The contractor did damage to the aging roof and we ended up with seventeen buckets catching the incessant water leaking inside. It rained so much that winter that a beam he’d had waiting in the yard for a few days warped enough to soon crack the new window set against it–so that had to be replaced. We named the inside downpour roof juice and joked that if the legislature should ever again need to end a drought, all they had to do was re-remodel this place for us.

I’m waiting….

And then it turned dry again. So we’ve been pretty good at not wasting water for a very long time now. The San Francisco Bay Area, for whatever reason, has been better at water conservation than the whole rest of the state and is under slightly less drastic cutbacks. My one fault was frequent laundry loads, because having gone through that one good-sized earthquake I just really don’t want anyone to be out of underwear when the next one hits.

Relandscaping this past year, though, with the extra water that new trees need and with sixteen fruit trees–when they said cutbacks were going to be mandatory, I thought we were totally hosed. So I bought us more underwear. More favorite-color-blue oxford shirts for him. Bigger laundry loads done less frequently, well okay, and I have thrown some loads together that my momma taught me not to mix, but, drought, so, yeah.

Not because we wanted to, but, we bought a much more water-efficient dishwasher. We replaced that outside faucet at last, and although that wouldn’t show up in the bill yet, that will make a difference, too. And tonight, with Richard’s back giving him grief, I unloaded four monster bags of mulch from the car.

I just went to pay the utility bill and just kind of stared at it a moment.

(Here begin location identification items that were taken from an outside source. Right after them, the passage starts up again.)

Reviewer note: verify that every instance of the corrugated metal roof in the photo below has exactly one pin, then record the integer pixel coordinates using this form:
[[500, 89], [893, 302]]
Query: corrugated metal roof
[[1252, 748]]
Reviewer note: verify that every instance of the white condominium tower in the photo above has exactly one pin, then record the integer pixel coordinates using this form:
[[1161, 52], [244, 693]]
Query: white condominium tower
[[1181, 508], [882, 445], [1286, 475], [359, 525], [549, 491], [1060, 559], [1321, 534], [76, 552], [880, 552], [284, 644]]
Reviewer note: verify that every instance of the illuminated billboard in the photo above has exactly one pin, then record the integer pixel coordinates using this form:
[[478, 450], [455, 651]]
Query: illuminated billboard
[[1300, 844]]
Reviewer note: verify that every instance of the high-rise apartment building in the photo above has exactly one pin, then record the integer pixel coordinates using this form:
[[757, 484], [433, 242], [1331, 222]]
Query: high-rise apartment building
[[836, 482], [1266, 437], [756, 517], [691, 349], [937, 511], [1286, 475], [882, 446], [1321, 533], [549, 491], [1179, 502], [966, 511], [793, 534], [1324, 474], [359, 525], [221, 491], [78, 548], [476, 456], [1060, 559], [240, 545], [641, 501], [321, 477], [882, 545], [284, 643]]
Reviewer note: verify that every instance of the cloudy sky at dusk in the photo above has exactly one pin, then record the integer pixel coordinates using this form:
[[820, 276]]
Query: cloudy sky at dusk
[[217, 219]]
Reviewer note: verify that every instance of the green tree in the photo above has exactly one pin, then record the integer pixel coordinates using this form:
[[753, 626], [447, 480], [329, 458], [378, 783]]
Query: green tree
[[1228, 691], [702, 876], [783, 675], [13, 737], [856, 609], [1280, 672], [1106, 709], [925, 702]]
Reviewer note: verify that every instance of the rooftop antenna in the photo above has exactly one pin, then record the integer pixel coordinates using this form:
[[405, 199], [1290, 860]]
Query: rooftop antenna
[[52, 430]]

There’s a line where you can compare how much you’re using to how much you used in the same time period last year. It doesn’t show you two years ago, and that’s the number the state is comparing against, but it still definitely gives us an idea.

Our city is under a mandatory 24% water reduction starting June 1. I was sure any laundry savings was being offset by my trees.

I had to do the math to make sure we hadn’t already hit that target. We are so very very close that replacing that tap was all we needed and laying down that mulch will top it off.

Gee, maybe I could have planted that pomegranate I wanted after all.

Next year.

Hey, Jerry Brown, maybe just painting the outside and redoing the driveway would be enough this time?